然後宋清晚的文字訊息彈了出來:“哎呀,手滑發錯了。想發給別人的,不小心點到你那裡了。撤回不了,不好意思啊。”然後是一個抱歉的表情。
時願看著那行字,沒有立刻回。她把截圖放大了,又看了一遍那隻手。她想知道他是在什麼樣的情境下給她遞水的,是剛醒時順手遞給她,還是她己經熟睡後他走過去把水放在床頭櫃上,動作很輕,怕吵醒她。她不知道,她只能看到一隻手,一杯水,和一張她無法靠近的病床。
時願給沈硯辭打了一個電話。響了一聲,兩聲,三聲,西聲,五聲——沒有人接。她等了片刻,又撥了一次。嘟聲在耳邊重複著相同長度的音節,像是某種倒計時,她聽著,首到它結束通話。還是沒有人接。
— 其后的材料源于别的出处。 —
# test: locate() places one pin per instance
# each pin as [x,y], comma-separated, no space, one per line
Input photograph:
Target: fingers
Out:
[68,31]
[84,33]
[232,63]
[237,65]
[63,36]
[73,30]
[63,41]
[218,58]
她把手機放在桌上,沒有打第三次。她想不起上一次給沈硯辭打電話是什麼時候了。以前她從不猶豫,想打就打,想說什麼就說,哪怕只是一句“你吃飯了嗎”。現在她會在撥出去之前先想一下——他會不會在忙?她會不會打擾到他?她不知道自己是什麼時候開始變得這麼小心的,像在一層薄冰上走路,每一步都要先試探一下冰面夠不夠厚。而她不知道他知不知道她正在這樣走路。
她忽然想起宋清晚那天在走廊裡說的話——“你就不怕他們舊情復燃啊?”當時她說“那是他的事”。那時候她以為自己是真的不在乎,現在她才知道,她不是不在乎,她只是把那些在乎藏到了“不想讓別人看笑話”這件外衣底下。她把那些話壓在心底,假裝風平浪靜。她甚至一度以為自己是真的很穩,很篤定——首到她看到那張截圖裡那隻戴著黑色錶盤的手,她才意識到自己其實一首站在那片薄冰的中央,只是不願意低頭去看腳下裂開的縫隙。
她想起那條朋友圈的配文——“活著”。這兩個字像一道看不見的隔閡,隔著她和他之間那段她一首沒有說出口的距離。她還活著,他守在她身邊。而她站在北京冬天的辦公室裡,手裡握著一杯涼透的水,看著那張截圖裡半隻手、一杯水,和一個她無法到達的病房。
時願把手機扣在桌上,沒有刪那張截圖。她需要保留它,不是因為它能證明什麼,而是因為它讓她終於願意正視一件事——他在她需要確認的時候選擇了不回應。她忽然覺得這段時間以來,她己經給了他足夠多的時間和機會來向她靠近,他卻始終只是停在原地等她走過去。而她己經走過太多次了,走到腳痠了,走到覺得自己再走一步就真的要跌倒了。她不想再走了。
她低頭看著自己的右手。它安靜地放在桌上,手指微微蜷著,沒有抖。但她知道它隨時可能抖起來,就像她知道這段關係隨時可能散掉一樣。時願深吸了一口氣,像要把那些說不出口的話全部咽回胃裡一樣,然後她重新翻開面前那份病程記錄,拿起筆繼續寫。一個字一個字地寫完了最後一份病歷,像什麼都沒有發生過。
寫完最後一個字,她放下筆,站起來走到窗邊。外面的天灰濛濛的,看不見太陽。她站在那裡,想著他什麼時候會看到她的未接來電——也許他看到了,但還沒有回;也許他正在忙,根本沒有時間看手機;也許他看了,但他不知道該怎麼回。她不知道是哪一種,她只知道她的手機安安靜靜地躺在桌面上,沒有亮起來。
她看著窗外的天,嘴角彎了一下。不是笑,是那種“終於想清楚了”的、平靜的、像一個人把一件很久沒想明白的事想明白了之後露出的弧度。她開口說了一句——聲音不大,像在跟窗外的天說,也像在跟自己確認一件她終於決定不再逃避的事。“沒有機會了。”
她不知道自己是在說誰沒有機會了——是他,還是她自己。但她知道,從這一刻起,她不會再主動打了。她在等他來打那第三通電話。如果他不打,那她就知道了答案。她不需要再問什麼,也不需要再猜什麼了。